Es ist nicht einmal die Ausgangslage ; ein paar Underdogs aus den Elendsviertel einer Hafenstadt legen sich mit den mächtigen = mitleidlos bösen Magiern an und versuchen den Untergang ihrer Heimat aufzuhalten, die überrascht. Es ist mehr die Art und Weise, wie Skovron uns seine Geschichte präsentiert, die die beiden Romane aus dem Fantasy-Allerlei hervorhebt.

So wird oftmals bemängelt, dass das Tempo der Plots sehr, sehr langsam sei, dass es kaum vorangehen würde. Auch die zum Teil sehr zotige Ausdrucksweise wurde kritisiert.

Beginnen wir mit dem Letzteren. Auch in vorliegendem Roman sprechen insbesondere die Figuren aus dem Elendsviertel eine Sprache, die man nicht anders als vulgär bezeichnen kann. Dies wird aber ganz bewusst als Stilmittel eingesetzt, artikulieren die Adeligen sich doch ganz anders, hochtrabend, während die Handwerker wieder einen anderen Slang ihr eigen nennen. Dass Menschen, die umgeben von Gewalt, Not und Unterdrückung aufwachsen naturgemäß einen anderen, direkteren Einblick aufs Leben in all seinen Facetten haben und sich auch entsprechend deftig ausdrücken, dürfte einleuchtend sein. Für mich trug die unterschiedliche Art der Schichten im Imperium sich auszudrücken eher zur inneren Authentizität der Handlung bei, als dass sie mich groß gestört hätte.
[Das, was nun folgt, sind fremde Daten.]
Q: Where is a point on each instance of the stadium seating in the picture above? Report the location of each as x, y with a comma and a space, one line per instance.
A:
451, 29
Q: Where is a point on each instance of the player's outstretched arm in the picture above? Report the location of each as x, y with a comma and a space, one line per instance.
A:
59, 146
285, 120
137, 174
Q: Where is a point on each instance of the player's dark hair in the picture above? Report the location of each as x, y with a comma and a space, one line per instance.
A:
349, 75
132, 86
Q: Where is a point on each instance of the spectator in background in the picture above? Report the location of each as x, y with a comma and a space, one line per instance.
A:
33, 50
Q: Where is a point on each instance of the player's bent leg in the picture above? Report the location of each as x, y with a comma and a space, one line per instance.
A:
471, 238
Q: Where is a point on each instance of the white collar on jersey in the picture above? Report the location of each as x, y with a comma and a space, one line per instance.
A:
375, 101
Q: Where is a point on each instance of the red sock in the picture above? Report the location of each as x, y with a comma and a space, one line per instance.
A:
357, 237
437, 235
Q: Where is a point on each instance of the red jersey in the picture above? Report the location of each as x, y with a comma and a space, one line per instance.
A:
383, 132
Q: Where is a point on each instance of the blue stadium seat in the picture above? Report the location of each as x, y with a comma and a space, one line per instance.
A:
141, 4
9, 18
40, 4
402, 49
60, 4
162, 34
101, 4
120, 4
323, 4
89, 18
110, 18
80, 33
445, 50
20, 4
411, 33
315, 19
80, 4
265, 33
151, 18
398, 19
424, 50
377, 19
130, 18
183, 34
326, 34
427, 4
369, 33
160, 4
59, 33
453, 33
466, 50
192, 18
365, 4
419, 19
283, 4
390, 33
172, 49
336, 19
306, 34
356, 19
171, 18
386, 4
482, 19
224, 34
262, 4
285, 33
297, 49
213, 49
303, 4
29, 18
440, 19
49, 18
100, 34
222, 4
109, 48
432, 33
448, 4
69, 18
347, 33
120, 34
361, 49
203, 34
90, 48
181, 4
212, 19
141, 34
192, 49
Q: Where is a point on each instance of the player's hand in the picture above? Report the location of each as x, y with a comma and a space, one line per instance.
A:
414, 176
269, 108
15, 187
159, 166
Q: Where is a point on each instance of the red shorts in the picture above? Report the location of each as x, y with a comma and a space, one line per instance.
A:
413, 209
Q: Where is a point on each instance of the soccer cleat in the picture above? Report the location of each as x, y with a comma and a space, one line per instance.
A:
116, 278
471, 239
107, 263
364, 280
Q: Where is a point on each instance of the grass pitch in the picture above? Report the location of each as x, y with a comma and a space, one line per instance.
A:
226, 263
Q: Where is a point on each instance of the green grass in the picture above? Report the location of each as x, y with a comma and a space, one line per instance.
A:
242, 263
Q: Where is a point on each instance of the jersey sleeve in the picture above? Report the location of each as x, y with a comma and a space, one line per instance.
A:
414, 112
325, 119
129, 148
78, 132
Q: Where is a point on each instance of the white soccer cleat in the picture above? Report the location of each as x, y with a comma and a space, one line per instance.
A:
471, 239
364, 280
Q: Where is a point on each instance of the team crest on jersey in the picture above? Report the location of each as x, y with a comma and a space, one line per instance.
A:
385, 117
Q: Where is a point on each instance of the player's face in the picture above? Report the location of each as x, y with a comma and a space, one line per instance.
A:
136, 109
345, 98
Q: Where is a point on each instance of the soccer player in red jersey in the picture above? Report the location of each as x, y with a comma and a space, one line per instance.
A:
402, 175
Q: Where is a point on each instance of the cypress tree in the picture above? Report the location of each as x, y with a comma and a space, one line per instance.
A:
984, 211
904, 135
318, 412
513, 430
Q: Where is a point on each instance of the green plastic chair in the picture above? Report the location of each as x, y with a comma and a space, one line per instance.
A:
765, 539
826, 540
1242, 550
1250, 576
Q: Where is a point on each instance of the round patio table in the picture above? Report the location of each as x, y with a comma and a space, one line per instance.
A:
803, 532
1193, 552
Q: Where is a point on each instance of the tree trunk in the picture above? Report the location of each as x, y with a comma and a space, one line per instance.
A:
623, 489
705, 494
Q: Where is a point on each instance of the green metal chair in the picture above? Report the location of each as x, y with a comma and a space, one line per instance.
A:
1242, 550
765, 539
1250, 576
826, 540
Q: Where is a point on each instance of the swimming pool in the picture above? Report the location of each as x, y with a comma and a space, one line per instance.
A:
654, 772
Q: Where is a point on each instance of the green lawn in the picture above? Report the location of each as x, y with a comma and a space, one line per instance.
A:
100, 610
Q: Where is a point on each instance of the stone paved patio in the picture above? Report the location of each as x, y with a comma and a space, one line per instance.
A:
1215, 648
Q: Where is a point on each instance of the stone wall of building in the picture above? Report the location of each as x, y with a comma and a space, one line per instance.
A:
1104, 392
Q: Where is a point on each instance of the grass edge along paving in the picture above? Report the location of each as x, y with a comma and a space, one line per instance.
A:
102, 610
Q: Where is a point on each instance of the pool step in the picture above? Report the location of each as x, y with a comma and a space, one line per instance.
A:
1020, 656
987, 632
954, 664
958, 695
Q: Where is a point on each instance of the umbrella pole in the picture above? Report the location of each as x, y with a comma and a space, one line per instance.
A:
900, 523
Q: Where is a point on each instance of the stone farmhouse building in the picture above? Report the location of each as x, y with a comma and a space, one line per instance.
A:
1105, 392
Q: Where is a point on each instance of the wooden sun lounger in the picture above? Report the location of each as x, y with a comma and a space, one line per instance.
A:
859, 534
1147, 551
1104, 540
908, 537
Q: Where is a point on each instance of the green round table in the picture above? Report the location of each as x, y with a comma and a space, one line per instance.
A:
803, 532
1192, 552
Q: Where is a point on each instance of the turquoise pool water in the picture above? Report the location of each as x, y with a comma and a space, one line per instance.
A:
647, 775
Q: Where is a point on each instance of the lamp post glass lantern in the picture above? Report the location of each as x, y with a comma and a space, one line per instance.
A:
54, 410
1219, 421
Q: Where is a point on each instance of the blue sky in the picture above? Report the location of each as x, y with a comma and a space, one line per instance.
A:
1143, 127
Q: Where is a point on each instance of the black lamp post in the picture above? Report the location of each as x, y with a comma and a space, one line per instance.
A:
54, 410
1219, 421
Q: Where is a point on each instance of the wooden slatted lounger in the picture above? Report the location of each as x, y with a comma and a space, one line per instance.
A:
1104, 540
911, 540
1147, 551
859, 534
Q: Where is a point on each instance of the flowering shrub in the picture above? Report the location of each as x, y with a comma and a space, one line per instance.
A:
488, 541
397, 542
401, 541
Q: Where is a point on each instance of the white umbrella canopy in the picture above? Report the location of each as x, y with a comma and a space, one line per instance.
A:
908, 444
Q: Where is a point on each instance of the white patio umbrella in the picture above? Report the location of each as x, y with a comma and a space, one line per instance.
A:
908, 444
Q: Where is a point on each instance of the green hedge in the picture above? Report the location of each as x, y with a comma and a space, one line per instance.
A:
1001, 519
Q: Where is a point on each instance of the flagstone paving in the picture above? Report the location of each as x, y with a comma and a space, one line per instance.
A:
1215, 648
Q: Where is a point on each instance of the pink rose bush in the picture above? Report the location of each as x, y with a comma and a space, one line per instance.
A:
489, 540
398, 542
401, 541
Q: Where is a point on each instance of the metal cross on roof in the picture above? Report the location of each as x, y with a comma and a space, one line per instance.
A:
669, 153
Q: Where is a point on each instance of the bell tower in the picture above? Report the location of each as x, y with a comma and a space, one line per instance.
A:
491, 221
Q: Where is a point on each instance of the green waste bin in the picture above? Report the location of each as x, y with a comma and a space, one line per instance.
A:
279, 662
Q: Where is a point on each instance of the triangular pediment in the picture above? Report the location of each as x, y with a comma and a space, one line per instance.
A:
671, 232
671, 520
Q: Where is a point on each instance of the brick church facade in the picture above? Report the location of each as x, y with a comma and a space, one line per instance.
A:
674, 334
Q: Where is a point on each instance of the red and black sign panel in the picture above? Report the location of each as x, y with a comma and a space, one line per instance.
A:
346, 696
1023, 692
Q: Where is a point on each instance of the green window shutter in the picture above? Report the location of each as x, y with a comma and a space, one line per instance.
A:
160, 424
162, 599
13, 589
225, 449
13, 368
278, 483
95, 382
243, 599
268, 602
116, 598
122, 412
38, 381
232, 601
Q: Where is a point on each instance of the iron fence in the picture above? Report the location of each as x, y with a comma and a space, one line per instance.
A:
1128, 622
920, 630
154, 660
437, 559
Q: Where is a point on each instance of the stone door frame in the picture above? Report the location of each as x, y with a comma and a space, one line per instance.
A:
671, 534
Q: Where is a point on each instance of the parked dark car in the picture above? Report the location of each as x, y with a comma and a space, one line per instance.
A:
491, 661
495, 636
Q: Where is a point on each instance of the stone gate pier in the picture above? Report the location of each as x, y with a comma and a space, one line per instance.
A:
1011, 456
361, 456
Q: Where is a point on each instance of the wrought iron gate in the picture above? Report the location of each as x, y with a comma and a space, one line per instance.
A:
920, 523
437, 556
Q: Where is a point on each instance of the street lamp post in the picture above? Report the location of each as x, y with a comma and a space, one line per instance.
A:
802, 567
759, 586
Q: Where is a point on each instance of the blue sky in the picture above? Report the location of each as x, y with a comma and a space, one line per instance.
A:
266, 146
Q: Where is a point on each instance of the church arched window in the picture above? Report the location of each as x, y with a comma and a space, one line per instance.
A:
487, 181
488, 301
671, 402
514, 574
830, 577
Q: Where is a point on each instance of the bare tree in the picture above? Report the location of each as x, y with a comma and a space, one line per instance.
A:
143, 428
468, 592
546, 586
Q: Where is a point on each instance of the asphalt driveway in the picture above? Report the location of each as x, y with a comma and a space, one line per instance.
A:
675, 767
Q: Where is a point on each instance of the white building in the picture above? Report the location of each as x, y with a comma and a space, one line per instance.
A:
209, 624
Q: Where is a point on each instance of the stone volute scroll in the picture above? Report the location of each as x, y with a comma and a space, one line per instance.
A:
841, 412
Das als zäh, ja langatmig kritisierte Tempo des Buchs empfand ich bei der Lektüre nicht so. Es gibt durchaus packend beschriebene Kämpfe, sowohl zur See, als auch an Land, allerdings stehen diese nicht im Mittelpunkt, sondern sind eher notwendige Bestandteile, die den Fortgang des Plots und die Entwicklung der Figuren beleuchten und einsichtig machen. Genau hier, in den Charakteren, liegt denn auch die Stärke des Buches. Die gute Handvoll von Figuren, die das Zentrum des Buches einnehmen, sind allesamt Menschen, die es nicht einfach haben. Sie zweifeln oft und viel an sich selbst, hinterfragen ihre Überzeugungen und ihre Entscheidungen und entwickeln sie so auf ganz unterschiedlichen Wegen fort. Im Gegensatz zu anderen Autoren stellt sich Skovron mit seinen Figuren der Frage, was für Konsequenzen sich aus dem aktuellen Handeln für den jeweiligen Menschen ergeben. Schuld, Sühne, Glück oder Depression - jeder hinterfragt und urteilt über sich selbst, und das ist beileibe kein einfacher, immer aber ein sehr interessanter Vorgang. Die Entscheidungen, die die Figuren dann treffen werden so verständlich und nachvollziehbar.

Alles in allem also ein meines Erachtens sehr gelungener Roman, dem der Autor in den USA im November diesen Jahres einen abschließenden dritten Teil wird folgen lassen.